Como foram fatores externos (teoricamente) que tiraram Melissa Barrera da trama, se precisou voltar os canhões para alguém que não a filha ilegítima de Billy Loomis.

Isso aliás faz ignorar uma dica narrativa estabelecida, de que ela poderia assumir a vaga de Ghostface, mas com sua saída, ficaria difícil. Um recast também pegaria mal.

Outra alternativa seria colocar Tara Carpenter como personagem central, afinal, Ortega vinha de sucessos como X: A Marca da Morte, Wandinha e Os Fantasmas Ainda se Divertem, além de participar de obras onde se destacava como os péssimos Pânico Americano ou A Garota de Miller.

Com a saída dela também, por motivos de agenda - havia uma ideia de que poderia ser por solidariedade a antiga colega de elenco, mas isso não foi confirmado - uma opção óbvia e esperada seria retornar ao estágio um: Sidney Prescott.

A opção por trazer Neve Campbell em essência algo positivo, bom e de grande potencial, especialmente por conta de Pânico ser o maior palco da atriz.

Ela tem carisma, ainda tem um grande destaque físico, não parece dever em nada às mocinhas de filmes de terror recente. É crível acreditar nela como uma heroína que bate de frente com assassinos, uma vez que ela ainda parece forte e durona.

No entanto o que se vê é uma produção que parece precisar de mais maturidade. A pressa sabotou o roteito, mesmo que o hiato entre as duas últimas partes tenha sido de três anos, tempo esse que só não foi maior que os 11 anos entre o terceiro e quarto e esse último e o quinto.

Desimportância

O scritp trata de dar destaque para as "Prescott" e isso se nota pelo fato de que os personagens secundários são pouco memoráveis, o que inclui as vítimas e principalmente os assassinos que usam a máscara inaugurada pela dupla Marcher e Loomis.

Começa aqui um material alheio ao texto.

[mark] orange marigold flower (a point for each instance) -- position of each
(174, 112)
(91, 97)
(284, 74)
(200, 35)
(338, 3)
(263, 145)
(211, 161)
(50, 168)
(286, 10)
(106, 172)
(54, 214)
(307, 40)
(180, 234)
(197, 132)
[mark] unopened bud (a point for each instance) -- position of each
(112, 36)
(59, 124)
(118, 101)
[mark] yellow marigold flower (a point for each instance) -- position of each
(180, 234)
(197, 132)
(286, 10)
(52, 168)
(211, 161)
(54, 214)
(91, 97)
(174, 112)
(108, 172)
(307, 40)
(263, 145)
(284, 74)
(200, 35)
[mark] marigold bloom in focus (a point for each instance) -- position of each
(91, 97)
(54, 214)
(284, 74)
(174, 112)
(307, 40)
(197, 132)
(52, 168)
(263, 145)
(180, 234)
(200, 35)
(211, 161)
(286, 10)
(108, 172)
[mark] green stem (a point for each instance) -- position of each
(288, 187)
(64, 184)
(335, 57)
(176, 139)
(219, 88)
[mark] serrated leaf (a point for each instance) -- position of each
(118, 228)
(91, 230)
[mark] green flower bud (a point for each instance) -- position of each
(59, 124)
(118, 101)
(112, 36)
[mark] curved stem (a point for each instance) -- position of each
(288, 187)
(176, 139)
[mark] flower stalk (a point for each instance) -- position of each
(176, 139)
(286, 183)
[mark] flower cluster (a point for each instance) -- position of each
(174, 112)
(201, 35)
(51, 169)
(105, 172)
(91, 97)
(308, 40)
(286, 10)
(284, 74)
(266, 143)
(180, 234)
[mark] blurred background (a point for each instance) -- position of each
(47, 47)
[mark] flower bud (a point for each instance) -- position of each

Entre os novos personagens, há um certo destaque para Anna Camp, que faz a mãe solteira Jessica Bowden, mas que é uma personagem bastante apagada.

Ela está sempre ao lado do seu filho Lucas (Asa Germann) um aficionado por true crime que é mega subaproveitad. Outra personagem que prometia uma boa exploração é Hannah, que é feita por Mckenna Grace, do ótimo Ghostbusters: Mais Além.

O seu problema é a falta tempo de tela, ficando a impressão é que ela funciona como a Casey Cooper de Sarah Michelle Gellar, em Pânico 2, que era muito querida e que também teve poucos minutos de exibição em tela grande.

É curioso como obras ligadas aos textos de Williamson tenham chegado aos cinemas recentemente, ambos com problemas sérios em sua chegada aos cinemas.

A obra analisada consegue se destacar bem mais que o "novo" Eu Sei O Que Vocês Fizeram no Verão Passado, o que não é um grande mérito, já que esse recente longa serve basicamente para atender aos desejos de guilty pleasure de fãs de filmes de matança, mas ainda assim, falta substância, conteúdo e carisma.

A nova tentativas de aludir a outra geração de personagens legado esbarra em mais clichês, faz esgarçar a fórmula e a torna quase vazia.

Pânico 7 chega perto de perverter a máxima de que Pânico não possui filmes ruins, suas tentativas de estabelecer quebras de quarta parede são falhas e a direção de Williamson é bem menos acurada que a sua capacidade em escrever boas histórias, o que é uma pena, visto que seu produto final resulta em algo mais criticável que as partes cinco e seis da franquia que criou.